Je ne pus retenir mon courroux :

— Katya, ce n’est plus une blague. Ce sont mes enfants, et ils sont bien de ton frère. Si ça ne vous plaît pas, vous n’êtes pas obligées de venir.

Elle se fâcha, bien sûr. Mais que pouvais-je faire ? Je portais seule nos deux filles, tandis que Sasha « ne ressentait pas le lien » et que sa famille attisait ma douleur. Mes propres parents vivaient loin et étaient trop âgés. Je me sentais plus seule que jamais.

Puis, un soir, quand les petites dormaient enfin, je décidai d’avoir une discussion sérieuse. Je savais que ça ne pouvait plus durer. Soit nous trouvions une solution, soit notre famille éclaterait.
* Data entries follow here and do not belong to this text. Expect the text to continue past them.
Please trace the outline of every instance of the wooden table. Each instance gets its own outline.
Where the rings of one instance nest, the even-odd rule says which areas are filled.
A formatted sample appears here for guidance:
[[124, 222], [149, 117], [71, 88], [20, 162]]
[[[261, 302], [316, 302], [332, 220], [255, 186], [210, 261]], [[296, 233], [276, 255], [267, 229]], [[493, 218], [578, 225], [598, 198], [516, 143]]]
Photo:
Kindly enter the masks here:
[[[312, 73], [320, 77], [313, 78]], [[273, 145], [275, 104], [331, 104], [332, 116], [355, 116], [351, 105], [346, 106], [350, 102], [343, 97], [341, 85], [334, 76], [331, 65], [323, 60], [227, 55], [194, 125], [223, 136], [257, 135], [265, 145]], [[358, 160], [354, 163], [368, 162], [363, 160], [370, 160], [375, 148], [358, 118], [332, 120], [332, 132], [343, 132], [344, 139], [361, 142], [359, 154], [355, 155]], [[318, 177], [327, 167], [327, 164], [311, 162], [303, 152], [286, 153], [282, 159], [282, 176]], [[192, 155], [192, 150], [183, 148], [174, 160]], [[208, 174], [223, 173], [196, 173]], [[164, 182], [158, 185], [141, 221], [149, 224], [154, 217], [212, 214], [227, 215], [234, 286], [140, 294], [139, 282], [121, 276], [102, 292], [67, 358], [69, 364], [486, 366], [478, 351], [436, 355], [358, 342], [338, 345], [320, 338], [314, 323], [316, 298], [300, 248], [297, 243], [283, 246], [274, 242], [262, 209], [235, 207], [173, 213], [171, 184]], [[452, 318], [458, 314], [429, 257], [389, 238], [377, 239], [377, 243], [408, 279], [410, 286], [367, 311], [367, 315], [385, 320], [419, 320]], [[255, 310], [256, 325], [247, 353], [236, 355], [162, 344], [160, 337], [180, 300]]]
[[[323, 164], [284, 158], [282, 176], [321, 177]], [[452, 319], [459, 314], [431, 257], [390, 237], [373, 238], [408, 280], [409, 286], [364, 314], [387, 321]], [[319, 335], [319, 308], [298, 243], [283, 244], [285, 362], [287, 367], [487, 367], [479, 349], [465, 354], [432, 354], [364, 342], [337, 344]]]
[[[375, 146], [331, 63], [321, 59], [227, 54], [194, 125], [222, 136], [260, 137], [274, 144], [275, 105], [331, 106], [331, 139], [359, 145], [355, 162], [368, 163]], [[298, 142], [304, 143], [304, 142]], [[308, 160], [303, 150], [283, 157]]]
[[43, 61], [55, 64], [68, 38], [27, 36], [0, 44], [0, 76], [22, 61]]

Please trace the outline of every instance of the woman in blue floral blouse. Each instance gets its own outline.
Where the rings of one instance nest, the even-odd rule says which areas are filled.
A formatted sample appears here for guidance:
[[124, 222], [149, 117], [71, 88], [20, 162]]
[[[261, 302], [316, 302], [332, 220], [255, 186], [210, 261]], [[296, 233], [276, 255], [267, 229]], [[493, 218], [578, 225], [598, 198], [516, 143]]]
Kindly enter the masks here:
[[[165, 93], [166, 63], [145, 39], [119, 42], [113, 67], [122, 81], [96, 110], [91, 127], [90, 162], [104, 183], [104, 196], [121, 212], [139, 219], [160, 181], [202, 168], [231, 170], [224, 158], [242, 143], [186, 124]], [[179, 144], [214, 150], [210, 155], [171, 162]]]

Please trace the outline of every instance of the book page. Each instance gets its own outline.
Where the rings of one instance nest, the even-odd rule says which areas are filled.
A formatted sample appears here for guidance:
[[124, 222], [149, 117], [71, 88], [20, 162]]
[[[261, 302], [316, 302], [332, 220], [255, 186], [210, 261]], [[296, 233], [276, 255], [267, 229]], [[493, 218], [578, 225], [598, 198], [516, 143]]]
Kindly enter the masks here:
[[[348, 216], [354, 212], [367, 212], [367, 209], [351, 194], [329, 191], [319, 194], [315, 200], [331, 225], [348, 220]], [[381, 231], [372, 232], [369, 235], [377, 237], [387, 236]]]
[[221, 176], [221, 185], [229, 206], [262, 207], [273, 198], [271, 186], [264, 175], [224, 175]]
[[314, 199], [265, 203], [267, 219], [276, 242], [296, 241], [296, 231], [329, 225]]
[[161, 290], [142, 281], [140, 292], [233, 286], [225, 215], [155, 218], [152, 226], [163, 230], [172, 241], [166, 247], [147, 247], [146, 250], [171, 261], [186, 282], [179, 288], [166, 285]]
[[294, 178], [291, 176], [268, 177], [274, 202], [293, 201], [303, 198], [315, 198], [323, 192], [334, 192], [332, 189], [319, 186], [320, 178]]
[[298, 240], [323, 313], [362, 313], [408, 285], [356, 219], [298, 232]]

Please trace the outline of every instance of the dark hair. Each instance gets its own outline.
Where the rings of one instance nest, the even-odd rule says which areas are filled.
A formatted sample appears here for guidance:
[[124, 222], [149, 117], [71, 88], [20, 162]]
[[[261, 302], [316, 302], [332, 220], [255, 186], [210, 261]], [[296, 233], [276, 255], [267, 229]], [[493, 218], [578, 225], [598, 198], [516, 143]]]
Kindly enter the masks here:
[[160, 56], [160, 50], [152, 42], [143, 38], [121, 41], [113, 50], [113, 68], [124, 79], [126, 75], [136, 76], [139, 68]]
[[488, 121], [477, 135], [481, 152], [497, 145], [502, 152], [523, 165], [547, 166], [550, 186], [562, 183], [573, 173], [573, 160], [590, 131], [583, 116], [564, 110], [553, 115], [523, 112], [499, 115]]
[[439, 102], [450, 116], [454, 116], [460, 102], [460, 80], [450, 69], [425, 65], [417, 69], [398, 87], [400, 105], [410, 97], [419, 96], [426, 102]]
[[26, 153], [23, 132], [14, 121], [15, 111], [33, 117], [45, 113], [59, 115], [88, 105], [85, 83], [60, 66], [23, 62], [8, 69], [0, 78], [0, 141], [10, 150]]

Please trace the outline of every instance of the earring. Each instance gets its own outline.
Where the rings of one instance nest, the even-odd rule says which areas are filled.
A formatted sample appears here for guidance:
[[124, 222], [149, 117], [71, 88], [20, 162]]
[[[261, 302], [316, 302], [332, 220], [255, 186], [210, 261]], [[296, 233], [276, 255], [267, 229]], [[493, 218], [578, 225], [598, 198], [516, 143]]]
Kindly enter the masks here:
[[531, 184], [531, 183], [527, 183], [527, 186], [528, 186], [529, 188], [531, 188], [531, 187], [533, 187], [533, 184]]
— Sash, — commençai-je en tentant de rester calme, — je sais que tu souffres. Moi aussi, j’espérais une fille qui te ressemble. Mais ce sont nos enfants. Ils ne sont pas responsables d’avoir hérité de mes gènes, et moi je n’y suis pour rien. Ça me fait mal de te voir t’éloigner d’eux.

Il garda le silence un long moment, puis soupira profondément :

— Je me hais pour ça. Mais quand je les regarde, je ne vois que ton père. Et j’ai l’impression d’être un intrus.

Je lui pris la main :

— Tu n’es pas un intrus. Tu es leur père. Elles t’aiment, même si tu ne le vois pas. Liza demandait hier pourquoi papa ne joue pas avec elle. Masha cherche ta présence, et tu te détournes. Elles le sentent, Sash. Elles sont petites, mais elles comprennent tout.
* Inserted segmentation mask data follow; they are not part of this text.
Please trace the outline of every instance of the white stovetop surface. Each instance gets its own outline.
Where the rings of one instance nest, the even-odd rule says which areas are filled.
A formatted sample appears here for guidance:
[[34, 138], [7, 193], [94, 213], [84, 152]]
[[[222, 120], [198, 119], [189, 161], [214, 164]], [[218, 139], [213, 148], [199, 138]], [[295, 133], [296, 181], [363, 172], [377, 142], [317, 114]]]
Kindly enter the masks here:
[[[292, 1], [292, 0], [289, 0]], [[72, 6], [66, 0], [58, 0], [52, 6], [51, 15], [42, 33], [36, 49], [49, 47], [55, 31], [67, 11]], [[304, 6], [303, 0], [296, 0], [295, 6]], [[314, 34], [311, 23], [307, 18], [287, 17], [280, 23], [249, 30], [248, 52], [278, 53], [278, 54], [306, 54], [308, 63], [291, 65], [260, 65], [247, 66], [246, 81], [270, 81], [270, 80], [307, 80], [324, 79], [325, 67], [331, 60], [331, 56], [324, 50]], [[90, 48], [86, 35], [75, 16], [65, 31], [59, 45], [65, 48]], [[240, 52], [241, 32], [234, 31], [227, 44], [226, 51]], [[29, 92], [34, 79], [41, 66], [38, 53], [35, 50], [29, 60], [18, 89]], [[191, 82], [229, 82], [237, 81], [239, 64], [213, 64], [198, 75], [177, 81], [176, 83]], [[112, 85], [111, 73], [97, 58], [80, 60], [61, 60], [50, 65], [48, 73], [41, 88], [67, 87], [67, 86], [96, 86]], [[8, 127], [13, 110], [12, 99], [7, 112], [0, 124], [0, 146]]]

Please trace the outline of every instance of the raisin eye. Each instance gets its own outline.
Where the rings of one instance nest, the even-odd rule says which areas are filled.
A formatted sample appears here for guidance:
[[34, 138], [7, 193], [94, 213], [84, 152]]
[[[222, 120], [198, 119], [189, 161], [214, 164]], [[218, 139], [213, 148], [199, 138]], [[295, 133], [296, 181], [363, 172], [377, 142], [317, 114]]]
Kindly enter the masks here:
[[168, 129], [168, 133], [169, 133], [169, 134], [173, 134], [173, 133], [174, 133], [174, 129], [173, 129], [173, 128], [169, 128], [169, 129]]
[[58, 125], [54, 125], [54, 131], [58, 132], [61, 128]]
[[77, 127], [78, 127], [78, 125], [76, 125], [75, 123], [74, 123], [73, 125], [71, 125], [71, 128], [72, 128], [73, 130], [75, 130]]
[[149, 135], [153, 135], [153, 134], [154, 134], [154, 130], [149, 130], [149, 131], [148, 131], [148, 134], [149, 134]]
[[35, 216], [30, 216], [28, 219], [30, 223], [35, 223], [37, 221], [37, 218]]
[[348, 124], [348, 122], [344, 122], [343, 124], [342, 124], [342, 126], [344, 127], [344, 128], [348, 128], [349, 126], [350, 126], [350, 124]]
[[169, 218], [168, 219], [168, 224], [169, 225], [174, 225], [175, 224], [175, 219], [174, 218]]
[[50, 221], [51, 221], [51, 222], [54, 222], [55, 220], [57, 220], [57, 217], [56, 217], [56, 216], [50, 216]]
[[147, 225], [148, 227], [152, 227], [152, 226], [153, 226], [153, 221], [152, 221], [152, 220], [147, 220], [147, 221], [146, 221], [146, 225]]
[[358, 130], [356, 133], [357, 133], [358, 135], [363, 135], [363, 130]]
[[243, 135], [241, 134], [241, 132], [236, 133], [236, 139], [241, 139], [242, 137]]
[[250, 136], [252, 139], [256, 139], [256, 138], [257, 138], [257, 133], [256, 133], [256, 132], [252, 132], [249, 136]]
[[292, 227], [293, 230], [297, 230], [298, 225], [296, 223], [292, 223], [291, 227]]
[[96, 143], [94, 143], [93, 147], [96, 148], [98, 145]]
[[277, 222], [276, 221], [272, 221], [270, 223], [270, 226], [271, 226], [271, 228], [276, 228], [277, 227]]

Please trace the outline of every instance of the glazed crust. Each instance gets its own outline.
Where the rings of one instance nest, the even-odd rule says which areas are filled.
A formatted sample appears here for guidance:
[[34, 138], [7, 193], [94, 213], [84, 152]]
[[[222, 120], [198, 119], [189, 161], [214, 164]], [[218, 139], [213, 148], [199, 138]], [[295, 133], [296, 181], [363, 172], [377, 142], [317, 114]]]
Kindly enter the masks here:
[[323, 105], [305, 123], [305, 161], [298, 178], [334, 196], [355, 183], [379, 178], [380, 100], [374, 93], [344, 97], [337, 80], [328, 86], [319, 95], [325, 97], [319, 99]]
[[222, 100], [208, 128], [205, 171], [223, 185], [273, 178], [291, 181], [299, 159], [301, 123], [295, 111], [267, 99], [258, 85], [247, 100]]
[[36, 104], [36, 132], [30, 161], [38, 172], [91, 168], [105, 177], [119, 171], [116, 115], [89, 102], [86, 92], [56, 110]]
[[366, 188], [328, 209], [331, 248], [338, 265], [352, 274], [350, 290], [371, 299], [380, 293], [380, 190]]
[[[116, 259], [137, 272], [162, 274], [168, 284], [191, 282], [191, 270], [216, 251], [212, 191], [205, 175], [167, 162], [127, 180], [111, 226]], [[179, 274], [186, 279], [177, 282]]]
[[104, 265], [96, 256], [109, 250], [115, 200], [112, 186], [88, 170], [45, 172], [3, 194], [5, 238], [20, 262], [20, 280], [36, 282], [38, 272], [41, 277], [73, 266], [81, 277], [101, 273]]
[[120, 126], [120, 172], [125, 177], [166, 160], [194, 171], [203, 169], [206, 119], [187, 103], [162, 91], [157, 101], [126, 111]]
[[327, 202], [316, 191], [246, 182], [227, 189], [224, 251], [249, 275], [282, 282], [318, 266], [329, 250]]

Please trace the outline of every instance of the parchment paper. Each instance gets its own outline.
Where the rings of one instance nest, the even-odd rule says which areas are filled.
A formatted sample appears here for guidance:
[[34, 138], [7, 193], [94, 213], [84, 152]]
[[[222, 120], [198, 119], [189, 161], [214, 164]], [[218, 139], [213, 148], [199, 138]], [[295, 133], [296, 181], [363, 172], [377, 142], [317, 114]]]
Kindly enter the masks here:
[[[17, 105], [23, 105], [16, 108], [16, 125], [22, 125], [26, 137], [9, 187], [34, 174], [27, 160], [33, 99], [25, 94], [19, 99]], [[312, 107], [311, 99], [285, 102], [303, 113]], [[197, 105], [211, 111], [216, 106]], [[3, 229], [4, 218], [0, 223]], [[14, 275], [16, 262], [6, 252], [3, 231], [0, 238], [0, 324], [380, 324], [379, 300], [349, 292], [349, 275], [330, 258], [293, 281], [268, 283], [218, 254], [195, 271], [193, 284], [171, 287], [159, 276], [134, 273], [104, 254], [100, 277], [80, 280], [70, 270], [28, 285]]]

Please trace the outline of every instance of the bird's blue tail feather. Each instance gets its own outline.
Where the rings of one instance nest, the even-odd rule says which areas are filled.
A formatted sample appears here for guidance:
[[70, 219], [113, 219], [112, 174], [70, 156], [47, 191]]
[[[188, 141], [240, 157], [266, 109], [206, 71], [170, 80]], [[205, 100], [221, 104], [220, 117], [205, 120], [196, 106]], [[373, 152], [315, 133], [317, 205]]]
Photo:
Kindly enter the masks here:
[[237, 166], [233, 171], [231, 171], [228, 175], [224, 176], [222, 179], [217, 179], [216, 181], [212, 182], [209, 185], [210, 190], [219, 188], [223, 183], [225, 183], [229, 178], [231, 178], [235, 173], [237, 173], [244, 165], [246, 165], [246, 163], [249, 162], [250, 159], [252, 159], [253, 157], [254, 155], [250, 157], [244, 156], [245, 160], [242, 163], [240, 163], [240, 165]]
Il baissa la tête, visiblement accablé. Alors je proposai :

— Commençons par de petites choses. Passe plus de temps avec elles. Ne pense plus à qui elles ressemblent. Sois simplement là. Elles sont tes filles.

Depuis cette conversation, plusieurs mois ont passé. Sasha a changé. Pas du jour au lendemain, pas parfaitement, mais il a fait des progrès. Le week-end, il va chercher Liza à la crèche, lui apprend à faire ses lacets, lit une histoire à Masha avant le coucher. Il achète des jeux de construction, dessine avec elles, invente parfois ses propres contes. Je vois les filles se rapprocher de lui : Liza raconte fièrement à la crèche « Papa m’a aidée à construire une voiture en cubes », et Masha, qui pleurait auparavant quand je la laissais avec lui, court maintenant dans ses bras en riant.

Avec la famille de Sasha, c’est plus compliqué. Ma belle-mère glisse encore parfois des piques, mais j’ai appris à ne plus les entendre. Je sais que je ne peux pas leur faire aimer mes filles, mais je peux protéger ma famille de leurs médisances.

Le test ADN n’a jamais eu lieu. Sasha m’a dit qu’il n’en avait plus besoin. Avec le temps, il a commencé à percevoir chez les filles non seulement le visage, mais aussi le caractère, les habitudes, les petites manies. Par exemple, Liza fronce le nez quand elle rit, tout comme lui, et Masha adore qu’il lui mette de la musique — exactement comme lui lorsqu’il était enfant.

Notre famille est encore loin de la perfection. Parfois, je me surprends à en vouloir à Sasha pour son indifférence passée, ou à vouloir crier sur sa famille pour leurs mots cruels. Mais je vois ses efforts. Il apprend à être père. Et je crois que l’amour des enfants ne se mesure pas à la ressemblance physique, mais au temps passé ensemble, à chaque « bonne nuit », à chaque larme essuyée. C’est un lien qu’on tisse de ses propres mains, de son cœur et de sa patience.

Et je suis reconnaissante que ce lien ait fini par naître.